Our little Geo Tracker chugs up into the Coastal Range, and Highway 128 soon becomes a winding tunnel of over-arching trees through a valley of vineyards and vache (cows), and we climb higher into the the hills to the Alexander Valley with vineyard after vineyard. As we cross the now-placid Russian River, we pass buildings marked with the height the then-rushing river rose when it flooded in 2006. Now we're on Highway 101 towards Eureka before returning to 128 and west to Boonville, where locals speak their own unique language, through the Anderson Valley, then winding and climbing again before we cross into Mendocino County to the coast redwoods: second growth trees – tall and straight, marching like soldiers up and down the hillsides. They close in on both sides of our two-lane route: lofty, stately trees, the sunlight filtering through them onto the moist forest ferns below and the spring green ground cover with clover-shaped leaves.

As we emerge into the bright sun along the banks of the Navarro River, light glitters off its water as it flows into the shimmering Pacific Ocean where wind-whipped wavelets and white caps meet strange rock formations jutting from the sea. Those lovely, lonely sea vistas carry us along Highway 1 to Fort Bragg where we are greeted by signs heralding "Occupy Rally Ahead – Join Us" and a handful of Occupiers with signs "Honk if you are the 99%" - we do, and I am guiltily leaving my Occupy Stockton activities behind until Fall.

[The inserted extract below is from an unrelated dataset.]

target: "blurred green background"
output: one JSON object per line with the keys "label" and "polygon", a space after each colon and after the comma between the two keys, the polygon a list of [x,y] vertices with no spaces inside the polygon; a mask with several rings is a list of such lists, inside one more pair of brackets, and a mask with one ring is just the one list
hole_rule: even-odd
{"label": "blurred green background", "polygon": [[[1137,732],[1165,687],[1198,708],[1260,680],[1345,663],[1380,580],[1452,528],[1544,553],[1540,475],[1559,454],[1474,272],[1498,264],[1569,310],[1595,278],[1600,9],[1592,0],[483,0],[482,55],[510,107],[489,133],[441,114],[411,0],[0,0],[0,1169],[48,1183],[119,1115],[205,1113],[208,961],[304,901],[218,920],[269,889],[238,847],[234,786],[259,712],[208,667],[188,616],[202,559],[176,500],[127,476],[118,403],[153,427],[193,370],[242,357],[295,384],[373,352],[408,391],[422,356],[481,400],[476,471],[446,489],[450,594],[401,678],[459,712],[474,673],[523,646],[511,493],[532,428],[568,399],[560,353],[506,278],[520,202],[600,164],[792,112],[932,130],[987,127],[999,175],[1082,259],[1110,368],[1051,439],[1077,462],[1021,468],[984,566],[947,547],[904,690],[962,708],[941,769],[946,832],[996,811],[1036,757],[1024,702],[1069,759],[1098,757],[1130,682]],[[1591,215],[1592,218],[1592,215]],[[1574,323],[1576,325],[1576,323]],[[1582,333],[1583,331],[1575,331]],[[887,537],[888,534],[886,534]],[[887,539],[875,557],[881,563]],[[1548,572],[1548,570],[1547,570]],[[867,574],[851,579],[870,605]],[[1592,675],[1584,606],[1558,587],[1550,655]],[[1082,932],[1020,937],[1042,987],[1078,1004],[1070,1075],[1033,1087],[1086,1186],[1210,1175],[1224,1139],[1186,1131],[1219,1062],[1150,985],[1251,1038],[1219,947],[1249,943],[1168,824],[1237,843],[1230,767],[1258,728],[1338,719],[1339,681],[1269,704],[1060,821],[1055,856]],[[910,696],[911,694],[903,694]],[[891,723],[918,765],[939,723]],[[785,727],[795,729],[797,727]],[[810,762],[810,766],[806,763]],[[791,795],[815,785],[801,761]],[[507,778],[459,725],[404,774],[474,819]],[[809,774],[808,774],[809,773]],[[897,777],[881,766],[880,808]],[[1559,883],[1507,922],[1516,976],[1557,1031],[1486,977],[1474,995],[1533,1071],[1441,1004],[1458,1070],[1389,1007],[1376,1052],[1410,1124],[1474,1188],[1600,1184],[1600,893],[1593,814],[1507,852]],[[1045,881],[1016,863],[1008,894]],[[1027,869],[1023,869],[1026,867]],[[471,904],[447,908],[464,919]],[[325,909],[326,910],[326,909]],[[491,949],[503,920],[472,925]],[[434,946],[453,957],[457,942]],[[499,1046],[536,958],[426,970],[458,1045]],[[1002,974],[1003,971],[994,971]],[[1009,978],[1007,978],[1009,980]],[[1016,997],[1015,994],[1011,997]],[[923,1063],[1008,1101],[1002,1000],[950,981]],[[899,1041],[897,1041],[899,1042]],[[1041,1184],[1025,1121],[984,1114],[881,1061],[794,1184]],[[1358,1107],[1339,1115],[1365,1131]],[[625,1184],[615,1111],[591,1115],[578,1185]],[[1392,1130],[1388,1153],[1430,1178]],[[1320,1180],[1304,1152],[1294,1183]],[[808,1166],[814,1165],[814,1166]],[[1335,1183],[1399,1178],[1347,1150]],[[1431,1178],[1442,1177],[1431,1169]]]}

Our first camp site is at MacKerricher State Park on the coast above Fort Bragg, and we experiment with how best to raise the funky 50 year-old tent that folds out above our 4' x 7' mattress in the trailer bed and into a further 7' x 7' comfy, canvas cave. We furnish our limited-size suite with our two forest-green, folding camp chairs, our two narrow folding camp tables, and, wonder of wonders, a compact porta-potti for night time nature calls. Our petite palace is complete with the comforts of home once we hook up our two-burner propane cooktop and our laptop. But instead of cooking, Conrad drives back into Fort Bragg for provisions and returns with mouth-watering, fresh crab sandwiches. He couldn't resist a visit to get them from Mama Carine's restaurant where an elderly Mama, asleep in her chair, awoke to say she hadn't seen him in a long time, remembering Conrad from over thirty years ago when he was renovating a nearby motel.

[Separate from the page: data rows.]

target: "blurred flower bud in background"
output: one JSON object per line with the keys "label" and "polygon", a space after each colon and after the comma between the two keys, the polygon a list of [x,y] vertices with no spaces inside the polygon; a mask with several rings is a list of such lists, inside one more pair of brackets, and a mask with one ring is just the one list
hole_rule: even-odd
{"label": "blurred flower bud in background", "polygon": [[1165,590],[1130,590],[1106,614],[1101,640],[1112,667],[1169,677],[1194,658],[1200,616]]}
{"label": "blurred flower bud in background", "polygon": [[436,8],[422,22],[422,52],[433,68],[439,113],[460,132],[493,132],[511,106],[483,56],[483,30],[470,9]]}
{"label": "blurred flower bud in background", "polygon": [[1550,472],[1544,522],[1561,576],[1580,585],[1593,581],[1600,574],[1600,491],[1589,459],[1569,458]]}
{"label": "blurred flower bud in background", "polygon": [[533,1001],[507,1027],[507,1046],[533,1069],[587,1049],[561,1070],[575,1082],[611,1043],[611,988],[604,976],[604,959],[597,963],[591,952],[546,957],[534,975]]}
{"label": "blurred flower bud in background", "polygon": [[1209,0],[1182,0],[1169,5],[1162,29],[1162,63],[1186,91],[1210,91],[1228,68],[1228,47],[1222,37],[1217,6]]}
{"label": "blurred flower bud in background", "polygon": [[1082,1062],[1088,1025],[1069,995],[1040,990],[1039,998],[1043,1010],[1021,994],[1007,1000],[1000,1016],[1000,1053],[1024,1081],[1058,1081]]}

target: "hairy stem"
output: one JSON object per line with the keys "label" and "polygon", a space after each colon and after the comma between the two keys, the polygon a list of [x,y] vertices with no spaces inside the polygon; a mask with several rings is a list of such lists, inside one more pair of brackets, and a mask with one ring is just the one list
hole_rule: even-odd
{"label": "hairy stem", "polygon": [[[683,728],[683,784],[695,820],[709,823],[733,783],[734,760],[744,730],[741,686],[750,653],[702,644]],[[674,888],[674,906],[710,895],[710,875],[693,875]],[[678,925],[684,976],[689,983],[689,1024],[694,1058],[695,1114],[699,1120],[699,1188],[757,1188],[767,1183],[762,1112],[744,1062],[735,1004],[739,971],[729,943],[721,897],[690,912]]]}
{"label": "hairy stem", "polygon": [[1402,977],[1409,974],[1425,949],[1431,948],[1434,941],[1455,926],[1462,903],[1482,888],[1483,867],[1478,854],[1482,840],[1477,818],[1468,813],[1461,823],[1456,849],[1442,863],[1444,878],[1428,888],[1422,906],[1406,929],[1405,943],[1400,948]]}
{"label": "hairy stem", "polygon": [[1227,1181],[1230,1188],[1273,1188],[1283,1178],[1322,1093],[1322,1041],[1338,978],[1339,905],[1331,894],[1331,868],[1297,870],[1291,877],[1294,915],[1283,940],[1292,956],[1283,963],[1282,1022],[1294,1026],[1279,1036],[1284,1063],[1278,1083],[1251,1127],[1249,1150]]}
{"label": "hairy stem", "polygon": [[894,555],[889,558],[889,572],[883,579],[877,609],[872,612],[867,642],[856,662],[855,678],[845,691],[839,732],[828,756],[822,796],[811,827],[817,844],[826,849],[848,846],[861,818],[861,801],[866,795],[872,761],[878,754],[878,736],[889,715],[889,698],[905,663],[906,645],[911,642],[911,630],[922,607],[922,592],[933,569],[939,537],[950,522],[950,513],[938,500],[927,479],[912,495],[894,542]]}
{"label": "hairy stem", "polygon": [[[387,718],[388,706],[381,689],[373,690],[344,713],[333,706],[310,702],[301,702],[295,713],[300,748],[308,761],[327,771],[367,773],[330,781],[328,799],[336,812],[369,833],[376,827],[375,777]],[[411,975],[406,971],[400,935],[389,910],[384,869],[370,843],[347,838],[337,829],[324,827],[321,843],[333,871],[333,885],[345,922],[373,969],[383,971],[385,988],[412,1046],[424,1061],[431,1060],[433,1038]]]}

The next morning we resume our travels along Highway 1 through sun and overcast, past odd rock formations in the surf, through tunnels of trees, and villages along the coast, then inland to Highway 101, climbing into redwood forests, blue skies and sunshine and winding along U-turns and S-turns through steep redwood covered slopes that spill away on both sides of the road with glimpses through the trees of redwood covered hills as far as we can see.

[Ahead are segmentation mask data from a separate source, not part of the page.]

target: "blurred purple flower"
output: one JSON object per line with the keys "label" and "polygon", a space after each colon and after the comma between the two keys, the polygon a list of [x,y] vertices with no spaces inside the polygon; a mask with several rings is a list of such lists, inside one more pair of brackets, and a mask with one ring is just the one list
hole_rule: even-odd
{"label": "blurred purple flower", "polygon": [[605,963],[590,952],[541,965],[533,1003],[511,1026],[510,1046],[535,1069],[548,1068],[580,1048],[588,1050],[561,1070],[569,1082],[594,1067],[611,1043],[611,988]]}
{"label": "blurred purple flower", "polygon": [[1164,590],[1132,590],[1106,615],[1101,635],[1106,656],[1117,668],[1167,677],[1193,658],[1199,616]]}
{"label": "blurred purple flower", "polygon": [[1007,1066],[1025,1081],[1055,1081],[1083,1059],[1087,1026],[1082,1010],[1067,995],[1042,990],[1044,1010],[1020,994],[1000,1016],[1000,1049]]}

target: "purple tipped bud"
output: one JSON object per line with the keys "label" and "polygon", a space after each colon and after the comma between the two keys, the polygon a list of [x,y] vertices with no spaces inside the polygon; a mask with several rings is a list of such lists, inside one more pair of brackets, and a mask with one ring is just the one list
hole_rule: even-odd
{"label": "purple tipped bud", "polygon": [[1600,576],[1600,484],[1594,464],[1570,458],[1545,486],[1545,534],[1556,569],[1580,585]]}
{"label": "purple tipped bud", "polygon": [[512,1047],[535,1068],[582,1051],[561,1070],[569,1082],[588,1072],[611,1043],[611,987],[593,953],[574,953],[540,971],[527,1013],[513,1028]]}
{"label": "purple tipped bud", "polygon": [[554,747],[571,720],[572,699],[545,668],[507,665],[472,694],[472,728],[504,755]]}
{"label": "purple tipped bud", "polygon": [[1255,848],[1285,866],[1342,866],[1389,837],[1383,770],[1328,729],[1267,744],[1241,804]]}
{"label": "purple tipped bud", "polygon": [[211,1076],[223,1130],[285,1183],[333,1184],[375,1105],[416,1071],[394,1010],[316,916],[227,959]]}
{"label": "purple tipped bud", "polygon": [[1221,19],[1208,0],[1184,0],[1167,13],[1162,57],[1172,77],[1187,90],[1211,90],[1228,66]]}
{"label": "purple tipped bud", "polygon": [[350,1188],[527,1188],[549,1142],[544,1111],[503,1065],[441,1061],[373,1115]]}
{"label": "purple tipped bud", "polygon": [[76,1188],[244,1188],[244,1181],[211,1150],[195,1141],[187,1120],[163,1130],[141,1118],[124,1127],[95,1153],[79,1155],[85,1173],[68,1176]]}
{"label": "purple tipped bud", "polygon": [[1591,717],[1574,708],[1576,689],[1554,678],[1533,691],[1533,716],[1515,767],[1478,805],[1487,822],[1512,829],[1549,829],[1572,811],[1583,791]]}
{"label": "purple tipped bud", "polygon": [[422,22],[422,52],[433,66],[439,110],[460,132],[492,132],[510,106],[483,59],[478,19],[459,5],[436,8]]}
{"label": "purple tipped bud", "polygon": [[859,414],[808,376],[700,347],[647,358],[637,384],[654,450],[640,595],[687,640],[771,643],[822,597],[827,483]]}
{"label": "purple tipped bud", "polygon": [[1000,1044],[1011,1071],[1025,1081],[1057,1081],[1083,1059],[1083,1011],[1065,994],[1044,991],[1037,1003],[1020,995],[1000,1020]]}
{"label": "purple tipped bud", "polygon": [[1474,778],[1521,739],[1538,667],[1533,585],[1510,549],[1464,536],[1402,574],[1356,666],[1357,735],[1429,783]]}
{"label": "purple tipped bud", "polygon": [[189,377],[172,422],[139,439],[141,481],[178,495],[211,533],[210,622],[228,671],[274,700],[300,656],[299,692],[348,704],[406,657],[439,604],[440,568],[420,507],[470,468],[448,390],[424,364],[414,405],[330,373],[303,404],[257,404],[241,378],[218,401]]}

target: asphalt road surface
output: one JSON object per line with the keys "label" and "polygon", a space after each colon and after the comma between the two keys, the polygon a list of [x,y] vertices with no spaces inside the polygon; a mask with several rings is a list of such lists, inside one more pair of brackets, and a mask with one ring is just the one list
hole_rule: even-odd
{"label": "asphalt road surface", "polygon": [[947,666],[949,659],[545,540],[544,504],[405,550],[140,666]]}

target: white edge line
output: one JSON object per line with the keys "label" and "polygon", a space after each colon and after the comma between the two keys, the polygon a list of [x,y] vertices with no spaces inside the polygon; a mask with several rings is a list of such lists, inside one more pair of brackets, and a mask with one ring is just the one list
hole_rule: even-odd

On the two-lane road enroute to Garberville, we pass through majestic old-growth redwoods in Richardson Grove, before returning to the freeway, and then detour for thirty-seven miles through "The Avenue of the Giants" with the convertible top of our Geo Tracker folded back so we can look up into the tall trees. Not the driver, I lie back and gaze up into the towering treetops, riding a magic carpet through the forest primeval hundreds of feet over our heads.  California - what a magnificently beautiful state!

Thursday, May 10, 2012

Almost on the Road

After a series of set-backs (literally Conrad's bad back several times), we are packing the trailer and hitting the road today.  We're meandering up the coast to Oregon to see our friends in Lake Oswego, and will practice setting up our tent trailer and camp as we go.

Thanks to my friend Kathy Smith, I now can post photos on the blog, which will certainly make things more interesting for all of you than just my writing!